The economist Mark Blyth had estimated a Trump victory at 60% probability. His reasons for doing so are astute, and are worth listening to. In short: job loss, wage decline, and general economic malaise leading to political dissatisfaction. The problem is, there’s no certainty (to put it mildly) that any of Trump’s promises will be able to remedy those ills, which are an inevitable part of the furniture in a neoliberal world of financial capitalism. Trump’s horrifying tax plan alone is an endorsement of — not a departure from — the same trajectory of skyrocketing inequality that we’ve been on for the last four decades.

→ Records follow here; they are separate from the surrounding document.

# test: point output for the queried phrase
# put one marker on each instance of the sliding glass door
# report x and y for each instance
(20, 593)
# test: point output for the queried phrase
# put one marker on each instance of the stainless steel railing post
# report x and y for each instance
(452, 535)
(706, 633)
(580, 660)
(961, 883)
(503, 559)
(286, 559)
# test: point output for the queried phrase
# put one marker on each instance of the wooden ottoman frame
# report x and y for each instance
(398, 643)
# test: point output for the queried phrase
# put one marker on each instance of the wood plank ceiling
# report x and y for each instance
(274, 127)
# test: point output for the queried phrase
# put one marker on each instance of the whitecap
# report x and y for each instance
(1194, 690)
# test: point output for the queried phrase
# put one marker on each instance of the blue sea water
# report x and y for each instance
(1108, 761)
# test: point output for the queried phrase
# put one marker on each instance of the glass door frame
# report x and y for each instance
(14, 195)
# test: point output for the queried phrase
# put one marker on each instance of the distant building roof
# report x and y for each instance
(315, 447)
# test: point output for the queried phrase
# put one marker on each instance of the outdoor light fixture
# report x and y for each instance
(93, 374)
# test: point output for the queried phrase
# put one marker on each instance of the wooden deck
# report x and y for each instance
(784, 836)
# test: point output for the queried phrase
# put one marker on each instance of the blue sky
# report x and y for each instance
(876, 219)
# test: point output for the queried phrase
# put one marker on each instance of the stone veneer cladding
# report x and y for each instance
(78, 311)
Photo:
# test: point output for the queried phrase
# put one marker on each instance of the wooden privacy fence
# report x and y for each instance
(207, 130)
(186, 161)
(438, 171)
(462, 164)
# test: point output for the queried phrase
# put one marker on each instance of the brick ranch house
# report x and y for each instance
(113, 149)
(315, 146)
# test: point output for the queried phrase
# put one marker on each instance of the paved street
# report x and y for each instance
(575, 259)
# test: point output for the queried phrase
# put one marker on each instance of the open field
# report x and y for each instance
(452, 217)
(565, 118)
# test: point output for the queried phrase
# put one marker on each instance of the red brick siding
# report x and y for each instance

The overt racism that his campaign stirred up was not the primary ingredient in his victory, though it seems to have been a significant factor nonetheless seeing that as many as half his supporters are likely more racist than the average person. Racism is by definition nonsensical because it’s viscerally motivated, not driven by truth. Slavoj Zizek uses the example of a jealous husband who, despite a complete lack of evidence, suspects that his wife is cheating on him. Even if she is, in fact, cheating on him, his suspicion is still pathological because his “opinion” isn’t informed by evidence, and never was. In exactly the same way, the fear shared by many Trump supporters that unauthorized Hispanic immigrants are “flooding” into the US does not reflect reality. It’s an erroneous perception that’s taken on a life of it’s own through hearsay and assumption. But even if it was true that illegal immigration was out of control, it still wouldn’t justify or even explain the bigotry, because those sentiments have originated independent of the facts. The same can be said of the prejudice toward Muslims and dark-skinned people generally, who have unfortunately been regarded as being at least potentially sympathetic to Islamic terrorism.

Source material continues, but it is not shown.